L'Assurance Maladie française couvre-t-elle les soins en Turquie ?
La couverture d'un assuré français en Turquie relève des accords de sécurité sociale liant les deux pays, dont le champ est limité et dont les conditions sont publiées par le centre français des liaisons européennes et internationales de sécurité sociale. Le principe applicable à tous les pays hors Union européenne est qu'un acte programmé réalisé hors de l'Union n'entre pas dans les dispositifs de prise en charge des soins transfrontaliers, l'urgence obéissant à des règles distinctes de celles de l'acte planifié.
Faut-il annuler un projet de séjour médical en Turquie ?
La décision se prend sur la page officielle du ministère des Affaires étrangères, à jour à la date envisagée.
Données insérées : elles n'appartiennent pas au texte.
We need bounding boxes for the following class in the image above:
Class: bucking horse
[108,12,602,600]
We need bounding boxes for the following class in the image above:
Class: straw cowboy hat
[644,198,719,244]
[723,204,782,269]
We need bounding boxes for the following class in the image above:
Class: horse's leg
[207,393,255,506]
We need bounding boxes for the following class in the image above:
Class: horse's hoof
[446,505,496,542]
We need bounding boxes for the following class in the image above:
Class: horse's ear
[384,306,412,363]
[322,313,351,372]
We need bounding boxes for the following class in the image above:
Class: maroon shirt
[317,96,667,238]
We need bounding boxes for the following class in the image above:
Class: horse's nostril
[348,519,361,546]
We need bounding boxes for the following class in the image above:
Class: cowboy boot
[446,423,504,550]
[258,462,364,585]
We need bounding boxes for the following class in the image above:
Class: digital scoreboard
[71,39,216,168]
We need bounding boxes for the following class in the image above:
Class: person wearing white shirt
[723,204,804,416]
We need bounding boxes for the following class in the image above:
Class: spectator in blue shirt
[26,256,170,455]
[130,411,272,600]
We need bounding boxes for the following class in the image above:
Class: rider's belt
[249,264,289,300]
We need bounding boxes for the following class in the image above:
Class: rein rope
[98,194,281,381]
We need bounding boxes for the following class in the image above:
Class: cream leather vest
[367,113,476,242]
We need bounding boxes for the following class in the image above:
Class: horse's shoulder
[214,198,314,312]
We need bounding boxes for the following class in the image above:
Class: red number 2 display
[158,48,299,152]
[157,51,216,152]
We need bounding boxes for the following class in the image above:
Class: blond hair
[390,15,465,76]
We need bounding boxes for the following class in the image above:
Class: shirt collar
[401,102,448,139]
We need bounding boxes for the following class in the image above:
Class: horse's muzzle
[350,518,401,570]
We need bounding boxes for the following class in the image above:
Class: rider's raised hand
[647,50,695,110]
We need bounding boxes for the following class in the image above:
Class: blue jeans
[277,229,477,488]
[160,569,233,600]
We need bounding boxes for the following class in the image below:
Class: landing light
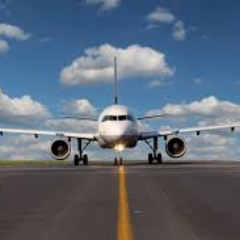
[114,144,125,152]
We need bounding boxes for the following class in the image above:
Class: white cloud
[62,99,97,117]
[146,6,187,41]
[149,79,172,88]
[0,89,51,125]
[172,21,187,41]
[148,96,240,125]
[0,39,9,54]
[61,44,173,86]
[0,23,30,41]
[86,0,121,10]
[147,7,176,24]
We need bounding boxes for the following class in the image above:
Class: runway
[0,163,240,240]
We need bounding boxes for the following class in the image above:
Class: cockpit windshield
[102,115,135,122]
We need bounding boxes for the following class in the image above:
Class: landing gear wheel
[74,155,80,166]
[157,153,162,164]
[148,153,153,164]
[82,154,88,165]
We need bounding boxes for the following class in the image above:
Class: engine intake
[165,137,186,158]
[51,139,71,160]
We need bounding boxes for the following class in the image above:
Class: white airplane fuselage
[97,105,138,150]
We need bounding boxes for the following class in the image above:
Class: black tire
[74,155,80,166]
[83,154,88,165]
[157,153,162,164]
[148,153,153,164]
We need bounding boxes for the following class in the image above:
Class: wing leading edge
[0,128,95,141]
[139,123,240,140]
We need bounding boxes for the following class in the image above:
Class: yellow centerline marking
[118,167,133,240]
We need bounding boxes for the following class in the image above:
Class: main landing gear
[114,157,123,166]
[74,139,91,166]
[145,138,162,164]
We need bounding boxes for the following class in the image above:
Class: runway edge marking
[118,167,133,240]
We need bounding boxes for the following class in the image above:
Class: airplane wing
[0,128,95,141]
[139,123,240,140]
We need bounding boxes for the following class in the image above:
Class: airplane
[0,57,240,166]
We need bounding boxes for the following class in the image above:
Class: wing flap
[0,128,95,140]
[139,123,240,140]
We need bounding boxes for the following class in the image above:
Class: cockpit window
[102,115,135,122]
[127,115,135,122]
[118,115,127,121]
[109,116,117,121]
[102,116,109,122]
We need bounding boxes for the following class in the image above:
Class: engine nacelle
[165,137,186,158]
[51,139,71,160]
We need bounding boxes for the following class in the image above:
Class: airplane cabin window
[102,116,109,122]
[118,115,127,121]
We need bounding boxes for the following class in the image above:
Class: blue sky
[0,0,240,160]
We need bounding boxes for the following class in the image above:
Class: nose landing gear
[74,139,91,166]
[114,157,123,166]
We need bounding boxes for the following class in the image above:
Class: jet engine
[165,137,186,158]
[51,139,71,160]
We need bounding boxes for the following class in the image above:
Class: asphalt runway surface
[0,163,240,240]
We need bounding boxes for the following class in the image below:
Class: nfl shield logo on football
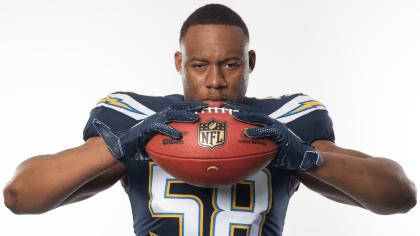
[197,118,227,151]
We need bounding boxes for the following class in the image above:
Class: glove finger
[150,122,182,138]
[245,127,281,138]
[158,110,199,123]
[168,102,209,112]
[93,119,124,158]
[224,101,263,113]
[232,112,273,125]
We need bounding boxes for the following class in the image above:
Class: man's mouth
[203,96,226,108]
[204,100,224,108]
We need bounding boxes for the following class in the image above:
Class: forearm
[307,151,416,214]
[3,139,119,214]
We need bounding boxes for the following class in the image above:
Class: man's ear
[248,50,257,73]
[175,51,182,73]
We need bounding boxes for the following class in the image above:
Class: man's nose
[206,66,227,89]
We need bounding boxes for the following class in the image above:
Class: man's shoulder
[244,93,326,119]
[83,91,183,140]
[96,91,183,115]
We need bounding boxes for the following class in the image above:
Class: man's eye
[227,63,239,68]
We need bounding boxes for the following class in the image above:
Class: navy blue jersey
[83,92,334,236]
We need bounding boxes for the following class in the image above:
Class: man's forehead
[181,25,248,60]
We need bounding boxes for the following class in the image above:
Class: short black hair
[179,4,249,44]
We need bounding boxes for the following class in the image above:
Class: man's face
[175,25,255,107]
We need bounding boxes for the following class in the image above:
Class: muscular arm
[295,140,417,214]
[3,137,125,214]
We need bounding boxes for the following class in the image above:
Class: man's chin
[204,100,224,108]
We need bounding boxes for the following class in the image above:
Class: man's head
[175,4,255,106]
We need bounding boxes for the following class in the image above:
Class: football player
[4,4,416,236]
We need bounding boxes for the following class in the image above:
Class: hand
[93,102,208,161]
[225,102,323,172]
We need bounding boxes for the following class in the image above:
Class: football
[146,108,278,188]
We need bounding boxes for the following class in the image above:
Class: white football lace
[195,107,239,115]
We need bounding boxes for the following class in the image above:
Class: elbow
[399,181,417,213]
[3,182,47,215]
[3,185,23,215]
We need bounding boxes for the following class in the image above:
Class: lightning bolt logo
[278,100,324,118]
[98,97,144,115]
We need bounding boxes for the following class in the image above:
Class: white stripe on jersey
[269,95,327,124]
[96,93,156,120]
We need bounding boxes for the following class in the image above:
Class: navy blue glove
[93,102,208,162]
[225,102,323,172]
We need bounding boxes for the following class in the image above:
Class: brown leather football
[146,108,278,188]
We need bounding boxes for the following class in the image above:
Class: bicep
[58,137,126,207]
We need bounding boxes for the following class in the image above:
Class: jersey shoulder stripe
[269,95,327,124]
[95,93,155,120]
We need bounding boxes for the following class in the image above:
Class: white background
[0,0,420,236]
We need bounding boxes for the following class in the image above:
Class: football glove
[225,102,323,172]
[93,102,208,162]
Trois questions permettent de trancher : la zone traversée fait-elle l'objet d'un avis « éviter tout voyage » ou « éviter les voyages non essentiels » ? Une alerte datée est-elle en cours pour la période ? Et, indépendamment du pays, l'établissement figure-t-il sur la liste des prestataires autorisés en tourisme de santé international ? Si les deux premières réponses sont non et la troisième oui, le risque résiduel est essentiellement celui de l'intervention elle-même.